Original Article: https://dailycaller.com/2021/10/25/zwolinski-the-child-tax-credit-is-a-pro-family-and-pro-freedom-way-to-help-parents/
Since July of this year, over 30 million families have received monthly cash payments from the Federal government under the Child Tax Credit (CTC).
Now, Congress is debating whether to extend or expand that policy. The CTC is a centerpiece of President Biden’s social policy package, and Democrats mostly support it. But the CTC is not a narrow, partisan policy, and there are good reasons for those with conservative and libertarian values to support it too.
Some may be surprised to learn that the CTC was originally a Republican innovation, championed by former Speaker Newt Gingrich and President Ronald Reagan as a way to give money directly to parents instead of bureaucrats. As Sen. Marco Rubio recently wrote in a letter to the Wall Street Journal, the CTC, in principle, is a “conservative, pro-work, pro-family policy.”
It is also pro-freedom. Unlike a lot of other government programs, the CTC provides financial support directly to families and trusts them with the freedom and the responsibility to use that money as they see fit. They can spend it on rent, on tuition for private school or on groceries. They can even save it away for a rainy day. The point is that with the CTC, it’s parents — the people who know their childrens’ needs best — who get to make the choice.

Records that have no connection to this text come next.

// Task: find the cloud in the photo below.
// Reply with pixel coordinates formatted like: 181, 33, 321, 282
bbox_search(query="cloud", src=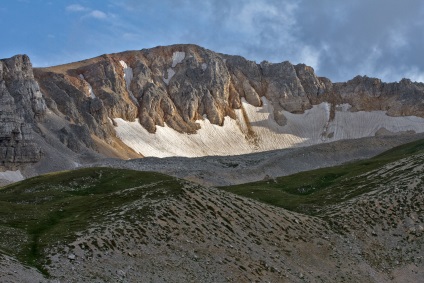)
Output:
88, 10, 107, 20
58, 0, 424, 81
66, 4, 90, 12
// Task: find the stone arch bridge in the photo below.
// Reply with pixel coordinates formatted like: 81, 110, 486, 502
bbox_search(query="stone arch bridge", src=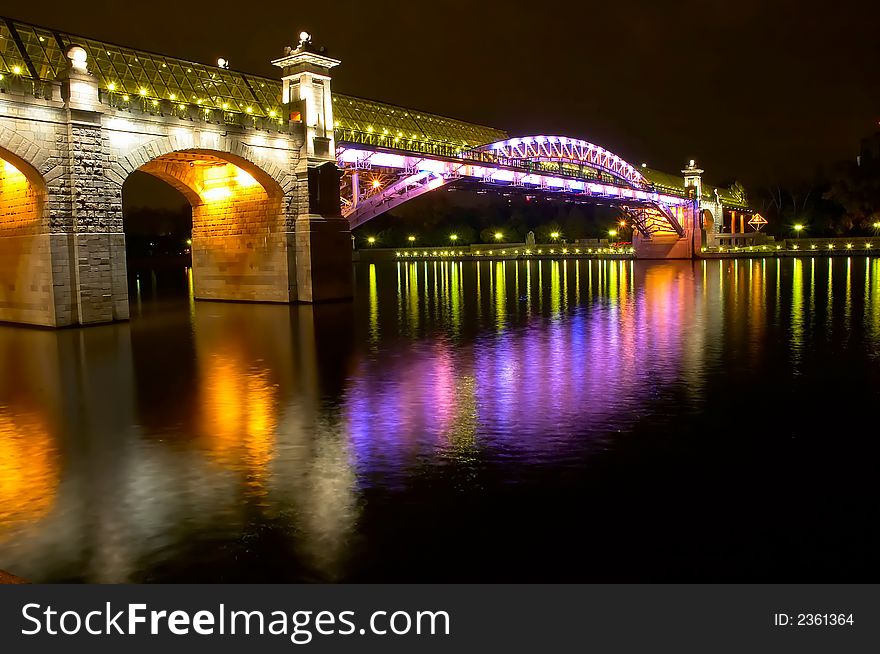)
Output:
0, 19, 748, 327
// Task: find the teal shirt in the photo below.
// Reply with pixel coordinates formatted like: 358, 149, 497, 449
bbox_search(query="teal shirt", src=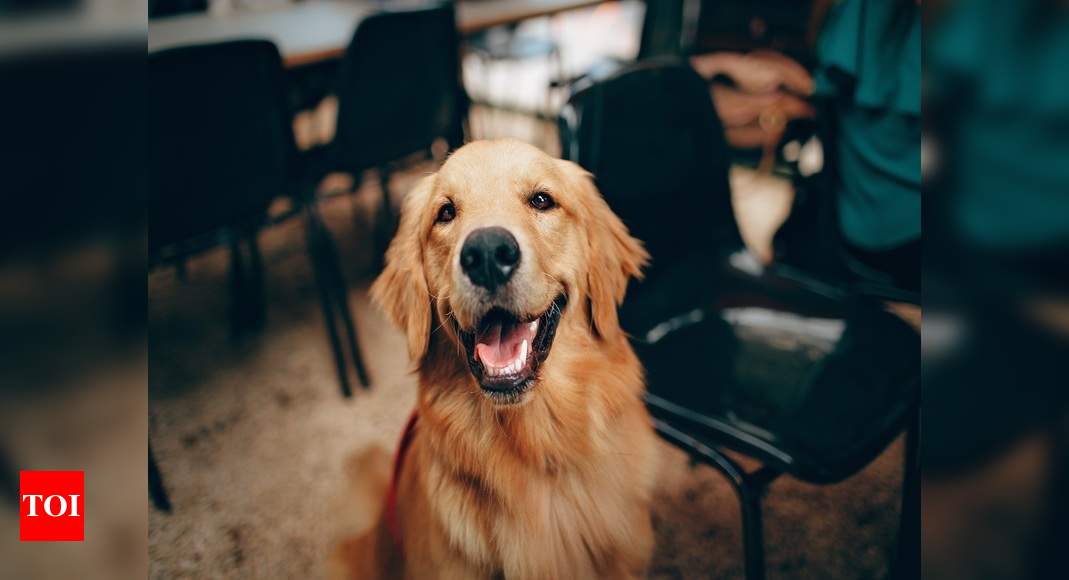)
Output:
926, 0, 1069, 251
816, 0, 920, 251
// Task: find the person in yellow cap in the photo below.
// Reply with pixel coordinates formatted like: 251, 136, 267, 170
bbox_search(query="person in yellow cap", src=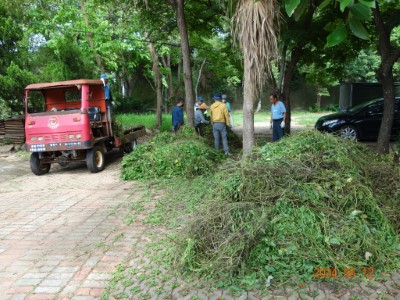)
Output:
194, 102, 210, 136
210, 93, 232, 156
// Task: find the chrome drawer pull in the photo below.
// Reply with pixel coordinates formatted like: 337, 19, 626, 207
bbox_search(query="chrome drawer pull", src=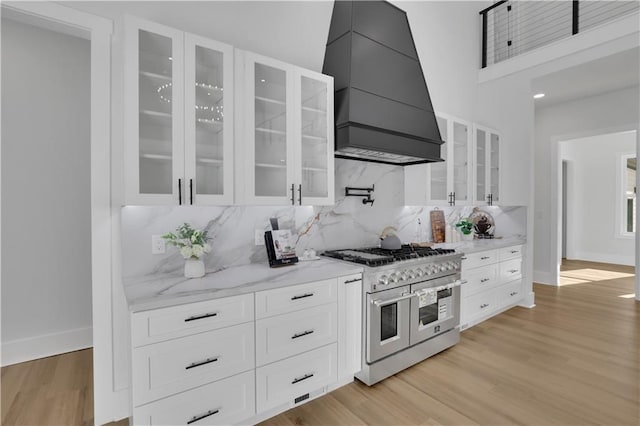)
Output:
291, 293, 313, 300
187, 408, 220, 425
184, 312, 218, 322
291, 373, 313, 385
291, 330, 314, 339
184, 357, 218, 370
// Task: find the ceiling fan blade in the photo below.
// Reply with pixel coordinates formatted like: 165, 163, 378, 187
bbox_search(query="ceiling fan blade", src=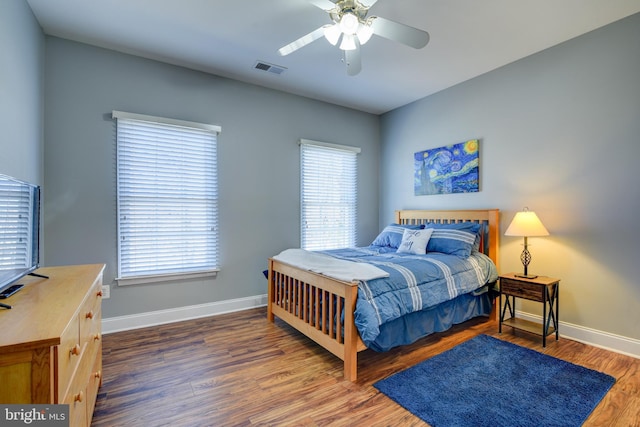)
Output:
278, 25, 328, 56
309, 0, 336, 11
344, 45, 362, 76
360, 0, 378, 9
371, 16, 429, 49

New research by a team of researchers from Washington University in St. Louis, Appalachian State University, University of North Carolina-Greensboro and the Urban Institute, in partnership with Humanity Forward, demonstrates that when you give parents this freedom, they use it responsibly.
According to the survey, parents reported using the CTC on essential expenditures and savings.
The five top uses of the credit were to save for emergencies, pay for home necessities, pay for necessities for their children, pay for food and contribute to a college fund. Low-income families in particular, who are often the recipients of wasteful welfare programs (if they can navigate them), were actually most likely to report using the credit on essentials for their children.
Conservatives sometimes worry that government handouts create dependency and discourage work. But there is little evidence to support this concern. According to the Humanity Forward research, nearly 94% of parents said that they planned to continue working or work more while receiving the credit. Only 6.4% of parents said they would use the credit to either work less or change jobs, and the vast majority of these respondents were parents of infants or toddlers.
In other words, almost nobody is going to drop out of the labor market just because they’re getting an extra few thousand dollars per child, per year from the CTC. And the relatively small number of people who do are almost always going to be married parents who are using the CTC to spend more time at home with young children while their partner works. It’s hard to see how somebody could object to that outcome, from a conservative perspective.
Some conservatives also worry about the cost of the CTC. But the CTC is actually a rock-solid investment that, over time, more than pays for itself.
America currently has one of the highest child poverty rates in the developed world — with 1 in 7 children living under the official poverty line. Providing financial assistance to families with young children has been shown to yield long-term financial benefits. Children who receive assistance get more education, commit fewer crimes, are less likely to use drugs, and have better health. Even if you forget about the fact that these are human beings we’re helping and simply focus on the dollars and cents, the CTC is a fiscally sound policy.
Conservatives and libertarians should not let partisan divides stop them from supporting good public policy, whatever its source. The CTC is pro-work, pro-family, and pro-freedom. If Congress decides to extend it, all of us have reason to celebrate, whatever our political ideology.